There were no data on the anatomic types of DME (cystic changes within neurosensory retina/subretinal fluid) as well as the details regarding vitreoretinal interface abnormalities (vitreomacular adhesion/traction and epiretinal membranes) before and after treatment.
There were no comparative data referring to the demographics and baseline ocular characteristics of patients treated with dexamethasone implant and injections of VEGF-neutralizing protein.
Initially, a comparison had to be carried out between the 2 groups of patients to establish whether or not they are comparable. Accordingly, this comparison should have been conducted only if there were no significant differences between all variables of these 2 groups.
Implementation of the 2-sequence, 2-period, 2-treatment crossover design, in which each patient was randomly assigned to a sequence of treatment, brought no real benefits in this study. On the contrary, the disadvantages of such a study could not be avoided. Thus, the washout period, which is essential between periods of a crossover study in terms of aliased effects, has not been precisely delimited and the impact of the significant carryover effects may be confounded with direct treatment effects, in the sense that these effects could not be estimated separately being able to bias the interpretation of data analysis.

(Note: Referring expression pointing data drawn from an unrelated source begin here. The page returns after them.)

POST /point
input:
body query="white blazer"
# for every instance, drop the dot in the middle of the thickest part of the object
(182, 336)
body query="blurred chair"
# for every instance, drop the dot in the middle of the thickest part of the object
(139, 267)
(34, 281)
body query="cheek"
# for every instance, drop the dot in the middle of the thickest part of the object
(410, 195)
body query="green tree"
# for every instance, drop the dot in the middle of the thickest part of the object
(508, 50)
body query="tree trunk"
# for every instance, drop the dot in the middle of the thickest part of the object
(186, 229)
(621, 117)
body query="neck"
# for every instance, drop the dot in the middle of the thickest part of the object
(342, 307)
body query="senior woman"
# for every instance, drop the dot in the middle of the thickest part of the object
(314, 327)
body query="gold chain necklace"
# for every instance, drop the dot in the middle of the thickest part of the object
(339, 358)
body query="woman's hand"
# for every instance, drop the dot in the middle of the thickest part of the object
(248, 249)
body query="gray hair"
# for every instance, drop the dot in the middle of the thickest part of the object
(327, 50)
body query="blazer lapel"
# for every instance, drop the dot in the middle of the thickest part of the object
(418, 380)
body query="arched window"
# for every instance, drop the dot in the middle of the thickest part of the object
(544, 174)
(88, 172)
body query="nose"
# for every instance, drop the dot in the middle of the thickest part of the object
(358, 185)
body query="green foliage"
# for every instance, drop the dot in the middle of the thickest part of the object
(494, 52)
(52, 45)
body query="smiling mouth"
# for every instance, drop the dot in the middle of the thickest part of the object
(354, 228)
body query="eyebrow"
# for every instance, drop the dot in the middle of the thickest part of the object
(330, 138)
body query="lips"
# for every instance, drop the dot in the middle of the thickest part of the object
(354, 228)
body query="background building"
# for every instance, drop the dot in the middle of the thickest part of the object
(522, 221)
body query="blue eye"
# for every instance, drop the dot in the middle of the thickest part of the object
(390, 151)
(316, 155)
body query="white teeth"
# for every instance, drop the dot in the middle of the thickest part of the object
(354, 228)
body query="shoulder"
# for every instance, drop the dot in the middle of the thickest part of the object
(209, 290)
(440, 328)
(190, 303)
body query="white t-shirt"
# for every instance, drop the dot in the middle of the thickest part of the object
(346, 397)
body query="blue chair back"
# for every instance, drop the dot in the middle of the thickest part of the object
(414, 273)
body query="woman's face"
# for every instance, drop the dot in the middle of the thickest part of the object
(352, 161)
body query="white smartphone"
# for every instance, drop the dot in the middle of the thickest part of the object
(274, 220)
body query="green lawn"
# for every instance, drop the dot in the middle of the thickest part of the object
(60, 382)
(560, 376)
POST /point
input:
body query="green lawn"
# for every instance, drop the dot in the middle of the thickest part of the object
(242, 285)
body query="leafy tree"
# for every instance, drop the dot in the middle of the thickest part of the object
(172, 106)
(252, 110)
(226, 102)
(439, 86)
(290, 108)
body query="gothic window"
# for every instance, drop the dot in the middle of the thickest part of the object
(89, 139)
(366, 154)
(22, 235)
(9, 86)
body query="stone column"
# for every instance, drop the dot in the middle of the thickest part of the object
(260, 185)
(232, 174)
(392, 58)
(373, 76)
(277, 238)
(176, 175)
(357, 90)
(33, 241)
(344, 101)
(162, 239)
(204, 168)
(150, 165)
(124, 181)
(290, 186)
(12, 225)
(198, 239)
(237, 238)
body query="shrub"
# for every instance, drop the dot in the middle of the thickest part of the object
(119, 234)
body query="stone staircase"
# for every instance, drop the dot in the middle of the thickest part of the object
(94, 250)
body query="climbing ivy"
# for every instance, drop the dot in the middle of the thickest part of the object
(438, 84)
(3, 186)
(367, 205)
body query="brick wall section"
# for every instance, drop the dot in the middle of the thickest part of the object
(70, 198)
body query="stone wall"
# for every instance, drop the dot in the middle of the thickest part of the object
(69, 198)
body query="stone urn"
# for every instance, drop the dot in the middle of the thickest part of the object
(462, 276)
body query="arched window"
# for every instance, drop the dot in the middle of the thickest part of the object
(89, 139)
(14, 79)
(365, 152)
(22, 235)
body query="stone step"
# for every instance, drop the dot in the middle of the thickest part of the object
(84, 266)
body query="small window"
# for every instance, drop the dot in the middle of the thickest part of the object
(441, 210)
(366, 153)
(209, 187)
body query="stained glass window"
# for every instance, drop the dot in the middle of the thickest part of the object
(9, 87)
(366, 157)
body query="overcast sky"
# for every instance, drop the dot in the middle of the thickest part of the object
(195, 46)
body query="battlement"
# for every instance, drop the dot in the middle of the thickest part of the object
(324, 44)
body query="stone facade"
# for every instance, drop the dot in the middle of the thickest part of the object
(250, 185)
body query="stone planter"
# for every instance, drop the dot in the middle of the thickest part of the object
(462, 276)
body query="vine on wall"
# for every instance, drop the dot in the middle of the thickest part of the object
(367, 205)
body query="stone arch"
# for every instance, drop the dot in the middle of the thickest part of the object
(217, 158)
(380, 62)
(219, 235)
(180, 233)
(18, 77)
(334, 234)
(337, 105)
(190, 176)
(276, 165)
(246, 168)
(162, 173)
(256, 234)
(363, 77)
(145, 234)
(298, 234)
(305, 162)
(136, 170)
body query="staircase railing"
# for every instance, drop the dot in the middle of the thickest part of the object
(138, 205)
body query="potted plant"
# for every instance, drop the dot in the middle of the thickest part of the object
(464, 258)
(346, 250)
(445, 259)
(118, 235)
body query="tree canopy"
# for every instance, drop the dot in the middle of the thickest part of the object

The patients in the present study suffered from persistent DME of 48.1 months’ duration, and had previously been treated with anti-VEGF and/or corticosteroid intraocular injections and grid and scatter laser photocoagulation with insufficient macular deturgescence. Most likely, there was a chronic retinal capillaropathy due to permanent breakdown of the inner and outer blood-retinal barriers (pigmentary changes in the fovea, poorly controlled severe recurrent macular edema, telangiectatic vessels with leakage, and epiretinal membrane formation). This permanent retinal capillaropathy caused by longstanding duration of macular edema was temporarily relieved by reduction of the edematous component with treatment. However, the pathology was incurable owing to irreversible ischemic changes to the macular ganglion cell complex, close to the foveola, with macular edema being a minor factor. VEGF is one proven contributor to macular edema in patients with diabetic retinopathy. Besides, a lot of proinflammatory and proangiogenic cytokines, chemokines, and growth factors may be associated with pathophysiology of DME, suggesting that the pathogenesis of DME is not only related to VEGF dependency. The whole panoply of PPFs, comprehensively highlighted by Campochiaro and associates, could be included in this latter group of possible contributors to DME in addition to VEGF, which were maximally expressed in the ischemic lesions of the longstanding DME and which exacerbated the deterioration primarily caused by VEGF in the initially damaged macular ganglion cell complex.
Altogether, regardless of the therapeutic agents used (anti-VEGF agents/corticosteroids), the efficacy of therapy depends primarily on the promptness of the treatment after DME diagnosis. Any delay in treatment adversely influences the restoration of visual function, which is difficult to correct even with subsequent treatment.